Friday, April 16, 2010

Turning over to a new chapter...

So baby boy, so much has happened and so much has changed these last few weeks. Yet, nothing really seems different at all. I've had bad weeks and good weeks, but all in all I think I'm okay.

I originally wrote this blog to share my thoughts and feelings with you, but now I think it is time to move in a different direction. I don't love you any less, or not want to talk to you anymore, but I think I am finally strong enough to talk to you out loud. Yes, I never thought I would say that, but it is true. It has been almost 6 months now, so Daddy and I are going to build you a garden so we can sit and chat. I'm sure it sounds silly to some people, but I am so excited. I will have a place all my own to sit and think of you. We will make it beautiful, just wait and see!

Your cousin Dakota turns 3 this weekend so we will be spending some of Sunday with him. Your other cousin Benjamin has a baseball game (that I would have LOVED to take you to) tomorrow, so we will  be spending it with him. Your big sister Marleigh has a soccer game tonight, so we will be spending it with her. We both have a busy few days coming up, but I am glad. Mommy has been having some personal issues, so it will be nice to get out and have something else on my mind.

I will still be posting here, but it will be updates on the family, and future happenings to share with everyone. Mommy has a job where something new and crazy happens every day, so I'm sure there will be plenty to talk about. It just takes a toll on the body to dwell on sadness, so I am trying to move ahead and to stay positive. I will never forget you, replace you, or stop thinking about you.

I love you more than you could ever imaging, and I am still waiting for you. I can't wait to meet you again. I have so much to tell you and so much to teach you. I will see you again soon. Love you so much.

Mommy

Sunday, April 4, 2010

Your first Easter

Today I thanked God for many things. I thanked him for family, friends, food, clothing, and my beautiful children. I got to show you off Friday for the first time in a while. Someone asked me how many children I had, and they cared enough to let me show them the pictures I have of you. They will never know how much that meant to me.

I still think of you daily, and today was no different. Today would have been many firsts for you. You would have had your first Easter egg hunt, first Easter portraits, and your first time dying eggs. I would have taken hundreds of pictures, and included you in every event. Although I carried you with me, it was still not the same. Your big sister woke up this morning and got her Easter basket; she is always very enthusiastic about all her gifts. We lit your candle, and gave you your first Easter present. It wasn't much, but I immediately thought of you when I saw it. For whatever reason, every time I see little lambs I think of you. I guess it is our special secret. Here is the one I picked out for you.

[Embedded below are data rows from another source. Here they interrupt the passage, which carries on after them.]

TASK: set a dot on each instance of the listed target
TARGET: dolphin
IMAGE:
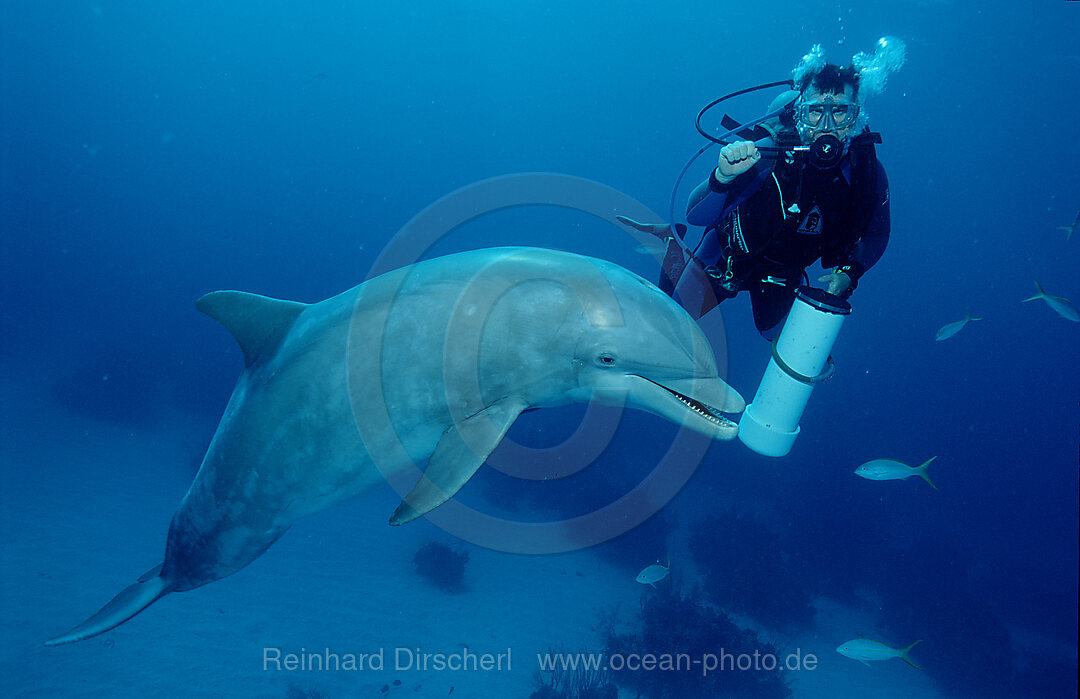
(429, 362)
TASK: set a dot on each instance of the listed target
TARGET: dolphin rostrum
(430, 362)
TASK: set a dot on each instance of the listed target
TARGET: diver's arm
(869, 247)
(713, 199)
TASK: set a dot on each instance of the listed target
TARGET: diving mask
(829, 115)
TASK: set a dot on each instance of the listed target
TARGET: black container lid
(823, 300)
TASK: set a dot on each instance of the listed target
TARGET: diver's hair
(831, 79)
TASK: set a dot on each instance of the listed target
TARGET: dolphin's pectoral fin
(460, 452)
(125, 605)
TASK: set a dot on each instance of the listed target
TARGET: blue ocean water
(151, 153)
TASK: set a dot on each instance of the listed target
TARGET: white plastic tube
(800, 359)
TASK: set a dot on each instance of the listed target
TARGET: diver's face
(819, 113)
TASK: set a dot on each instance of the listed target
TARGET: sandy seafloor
(341, 580)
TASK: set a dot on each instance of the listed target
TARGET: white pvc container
(771, 421)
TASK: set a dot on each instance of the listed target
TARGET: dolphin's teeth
(701, 410)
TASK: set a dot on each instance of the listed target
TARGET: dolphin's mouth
(703, 410)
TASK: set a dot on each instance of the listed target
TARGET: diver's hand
(736, 159)
(838, 282)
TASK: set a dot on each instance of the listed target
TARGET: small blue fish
(892, 470)
(864, 649)
(1070, 229)
(1062, 306)
(653, 574)
(949, 330)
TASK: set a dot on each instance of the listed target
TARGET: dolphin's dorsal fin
(257, 322)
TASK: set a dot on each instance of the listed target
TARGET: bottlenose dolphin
(433, 361)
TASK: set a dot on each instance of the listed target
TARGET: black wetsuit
(765, 228)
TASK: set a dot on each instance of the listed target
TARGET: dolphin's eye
(605, 359)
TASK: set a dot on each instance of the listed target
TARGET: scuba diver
(823, 196)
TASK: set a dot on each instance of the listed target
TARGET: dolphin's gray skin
(434, 360)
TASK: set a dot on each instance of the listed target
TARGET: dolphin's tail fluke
(921, 471)
(906, 658)
(121, 608)
(1041, 293)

I love you so much and would have much rather have had you here today. In between all of the chaos and the fun, I am still so grateful for what we have. But, boy is it hard without you here. You would have been, and you are my little prince. I will always treat you that way. Please save a place for me, because one day you will be in my arms. I can't wait to hold you again. I hope and pray that your Easter was the most wonderful celebration. I love you son, and miss you more than words can describe.